God told the Israelites: “You shall treat the stranger who sojourns with you as the native among you, and you shall love him as yourself, for you were strangers in the land of Egypt” (Leviticus 19:34a, ESV). And as Jesus instructed in Luke 14:12–14, “When you give a luncheon or dinner, do not invite your friends, your brothers or sisters, your relatives, or your rich neighbors; if you do, they may invite you back and so you will be repaid. But when you give a banquet, invite the poor, the crippled, the lame, the blind, and you will be blessed. Although they cannot repay you, you will be repaid at the resurrection of the righteous.”

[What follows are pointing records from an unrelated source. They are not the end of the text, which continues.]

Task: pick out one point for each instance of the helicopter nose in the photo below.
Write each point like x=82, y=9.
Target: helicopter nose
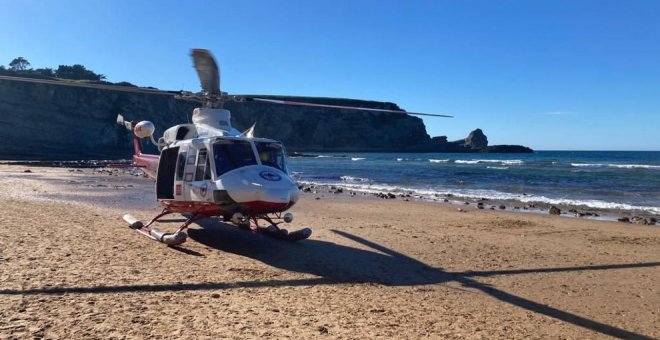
x=261, y=189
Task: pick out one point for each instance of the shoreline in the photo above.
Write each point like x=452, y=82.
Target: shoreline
x=569, y=211
x=373, y=268
x=624, y=216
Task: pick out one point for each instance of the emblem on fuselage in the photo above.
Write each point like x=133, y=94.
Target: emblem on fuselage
x=270, y=176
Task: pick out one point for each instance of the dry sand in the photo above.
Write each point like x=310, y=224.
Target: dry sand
x=70, y=268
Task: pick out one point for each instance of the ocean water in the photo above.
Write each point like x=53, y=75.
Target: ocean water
x=622, y=180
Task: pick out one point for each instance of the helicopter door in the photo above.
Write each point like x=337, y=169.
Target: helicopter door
x=165, y=175
x=187, y=174
x=200, y=184
x=180, y=167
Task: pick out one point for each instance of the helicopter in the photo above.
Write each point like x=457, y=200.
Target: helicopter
x=207, y=168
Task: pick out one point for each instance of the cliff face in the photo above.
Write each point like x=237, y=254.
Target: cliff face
x=46, y=121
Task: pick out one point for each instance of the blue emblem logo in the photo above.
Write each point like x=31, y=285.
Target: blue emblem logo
x=270, y=176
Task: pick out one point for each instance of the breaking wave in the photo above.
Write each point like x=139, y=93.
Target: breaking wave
x=351, y=179
x=501, y=161
x=366, y=186
x=618, y=166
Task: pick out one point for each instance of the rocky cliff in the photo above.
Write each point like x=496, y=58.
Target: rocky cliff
x=47, y=121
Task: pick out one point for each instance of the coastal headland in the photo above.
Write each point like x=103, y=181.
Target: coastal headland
x=56, y=120
x=373, y=268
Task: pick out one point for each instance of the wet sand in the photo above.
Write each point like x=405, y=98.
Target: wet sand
x=71, y=268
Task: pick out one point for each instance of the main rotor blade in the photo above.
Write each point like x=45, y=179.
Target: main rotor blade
x=288, y=102
x=90, y=85
x=207, y=70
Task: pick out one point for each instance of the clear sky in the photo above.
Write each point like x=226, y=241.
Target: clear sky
x=552, y=75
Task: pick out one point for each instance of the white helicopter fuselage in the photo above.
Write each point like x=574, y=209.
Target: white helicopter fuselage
x=209, y=167
x=231, y=174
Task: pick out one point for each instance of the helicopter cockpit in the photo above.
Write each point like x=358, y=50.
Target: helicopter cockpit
x=232, y=154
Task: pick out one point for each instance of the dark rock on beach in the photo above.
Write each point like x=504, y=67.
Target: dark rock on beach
x=554, y=211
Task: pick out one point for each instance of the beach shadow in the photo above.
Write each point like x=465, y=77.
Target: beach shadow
x=334, y=262
x=338, y=264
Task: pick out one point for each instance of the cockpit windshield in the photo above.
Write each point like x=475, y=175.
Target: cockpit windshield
x=271, y=154
x=229, y=155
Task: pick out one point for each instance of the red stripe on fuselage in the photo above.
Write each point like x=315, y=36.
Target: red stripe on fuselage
x=212, y=209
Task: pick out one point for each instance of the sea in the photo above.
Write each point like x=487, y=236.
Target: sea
x=610, y=180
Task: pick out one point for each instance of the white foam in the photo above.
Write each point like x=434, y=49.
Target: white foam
x=618, y=166
x=354, y=179
x=489, y=194
x=501, y=161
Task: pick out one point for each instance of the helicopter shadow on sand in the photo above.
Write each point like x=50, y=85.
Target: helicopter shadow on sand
x=333, y=263
x=336, y=264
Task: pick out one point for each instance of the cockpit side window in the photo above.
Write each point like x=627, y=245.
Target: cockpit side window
x=203, y=169
x=229, y=155
x=271, y=154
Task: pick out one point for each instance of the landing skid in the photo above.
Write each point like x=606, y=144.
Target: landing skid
x=178, y=237
x=171, y=239
x=283, y=234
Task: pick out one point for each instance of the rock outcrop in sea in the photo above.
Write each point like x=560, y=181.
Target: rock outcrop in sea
x=52, y=121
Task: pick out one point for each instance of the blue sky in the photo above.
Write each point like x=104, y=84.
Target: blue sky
x=553, y=75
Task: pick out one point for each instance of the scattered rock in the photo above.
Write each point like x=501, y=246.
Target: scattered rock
x=639, y=220
x=554, y=211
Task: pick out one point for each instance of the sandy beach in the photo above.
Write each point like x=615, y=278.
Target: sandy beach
x=70, y=269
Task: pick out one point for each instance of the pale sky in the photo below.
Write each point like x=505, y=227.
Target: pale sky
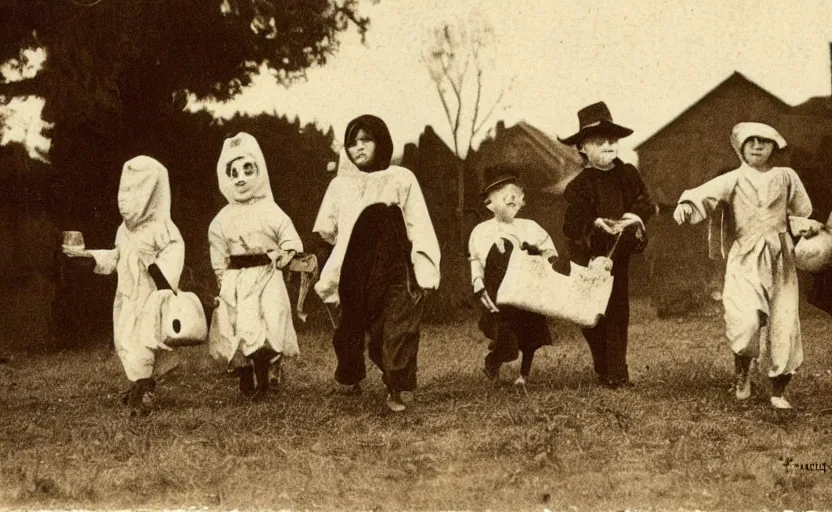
x=648, y=59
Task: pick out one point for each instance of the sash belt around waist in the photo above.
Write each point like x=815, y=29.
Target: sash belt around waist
x=240, y=261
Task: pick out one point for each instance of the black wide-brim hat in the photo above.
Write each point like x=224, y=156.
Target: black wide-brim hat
x=593, y=120
x=497, y=176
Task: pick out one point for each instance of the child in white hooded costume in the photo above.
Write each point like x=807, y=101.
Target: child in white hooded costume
x=251, y=240
x=753, y=203
x=147, y=241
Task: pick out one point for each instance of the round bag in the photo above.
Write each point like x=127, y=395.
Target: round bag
x=814, y=254
x=183, y=320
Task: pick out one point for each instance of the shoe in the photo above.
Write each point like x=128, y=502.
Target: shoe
x=778, y=402
x=623, y=382
x=394, y=402
x=491, y=374
x=262, y=359
x=141, y=397
x=743, y=388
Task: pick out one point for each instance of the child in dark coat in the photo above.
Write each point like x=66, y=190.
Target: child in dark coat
x=607, y=206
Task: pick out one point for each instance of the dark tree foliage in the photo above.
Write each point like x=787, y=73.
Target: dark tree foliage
x=118, y=71
x=116, y=80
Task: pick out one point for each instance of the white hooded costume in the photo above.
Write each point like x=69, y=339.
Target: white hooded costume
x=146, y=236
x=254, y=308
x=760, y=277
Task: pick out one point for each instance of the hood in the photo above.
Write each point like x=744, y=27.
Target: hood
x=143, y=192
x=240, y=146
x=381, y=134
x=743, y=131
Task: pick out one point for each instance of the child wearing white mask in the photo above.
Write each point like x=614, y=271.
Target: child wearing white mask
x=147, y=243
x=512, y=331
x=753, y=203
x=251, y=240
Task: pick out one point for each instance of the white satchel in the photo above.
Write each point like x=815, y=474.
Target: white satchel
x=183, y=320
x=533, y=285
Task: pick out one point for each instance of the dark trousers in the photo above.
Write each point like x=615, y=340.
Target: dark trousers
x=512, y=331
x=380, y=298
x=393, y=344
x=608, y=340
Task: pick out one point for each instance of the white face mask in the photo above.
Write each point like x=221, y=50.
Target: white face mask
x=756, y=151
x=600, y=151
x=242, y=173
x=505, y=202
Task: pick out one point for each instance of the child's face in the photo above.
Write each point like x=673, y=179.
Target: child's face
x=600, y=150
x=362, y=149
x=505, y=202
x=242, y=172
x=756, y=151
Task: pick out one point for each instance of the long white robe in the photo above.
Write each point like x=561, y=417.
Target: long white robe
x=137, y=329
x=254, y=306
x=760, y=277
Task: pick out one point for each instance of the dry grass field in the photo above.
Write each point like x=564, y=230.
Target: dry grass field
x=676, y=441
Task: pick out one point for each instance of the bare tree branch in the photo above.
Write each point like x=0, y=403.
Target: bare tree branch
x=496, y=103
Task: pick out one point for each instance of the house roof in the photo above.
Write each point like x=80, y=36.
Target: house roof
x=817, y=105
x=734, y=80
x=552, y=163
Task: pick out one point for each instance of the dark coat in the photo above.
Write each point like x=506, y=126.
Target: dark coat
x=606, y=194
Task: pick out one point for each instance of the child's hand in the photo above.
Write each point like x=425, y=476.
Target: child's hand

In Central Asia I learned to see hospitality in a different way than I did living in the U.S. It is more than just inviting someone over and serving them dinner. Hospitality is dropping what you’re doing and going out of your way to make someone feel like family. It is reaching out to someone who doesn’t quite fit in and making them feel like they belong. It is opening your home to people who aren’t your close friends and family and making them feel at home.

*Daniel is a pseudonym for an EMM worker serving in business for transformation in Central Asia.